Apple seeks up to $15 per Android device in settlements offered to Motorola, Samsung
Apple has reportedly offered settlements to Motorola and Samsung in patent infringement suits against its rivals, and has asked for between $5 and $15 per handset.
Apple's apparent willingness to cut deals with its competitors was revealed on Tuesday by Dow Jones Newswires, which cited anonymous sources who indicated Apple has put forth proposals to both Motorola Mobility and Samsung Electronics.
The settlements offered by Apple allegedly seek royalty payments and other terms from both companies. It was said that Apple has asked for between $5 and $15 per handset for some of the patents in one negotiation, which would amount to between 1 percent and 2.5 percent of sales per device.
If true, the number is similar to what Motorola has sought in its own proposed settlement with Apple. Motorola revealed in court filings in February that it has asked for 2.25 percent of Apple's sales of wireless devices in exchange for a patent license covering its standard-essential intellectual property.
According to Dow Jones, Apple already had negotiations with companies, including Samsung, before it decided to turn to litigation. The iPhone maker first sued Samsung last April, accusing the company of copying the look and feel of the iPhone and iPad.
It's unknown whether settlement negotiations between Apple and its rivals are currently taking place, the report said. People familiar with the issue portrayed it as part of an "ongoing process."
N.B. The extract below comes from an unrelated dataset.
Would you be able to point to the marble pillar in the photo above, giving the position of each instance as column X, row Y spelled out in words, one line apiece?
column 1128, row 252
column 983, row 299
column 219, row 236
Patent infringement suits have become commonplace in the wireless industry, as many companies that design and sell smartphones are involved in litigation with one another in complaints lodged around the world.
Apple's disputes with Motorola and Samsung are of particular interest for their own reasons. Motorola is a newly acquired subsidiary of Google, the maker of Android, while Samsung, in addition to competing with Apple, is one of the company's chief suppliers of components like displays, flash memory and chips.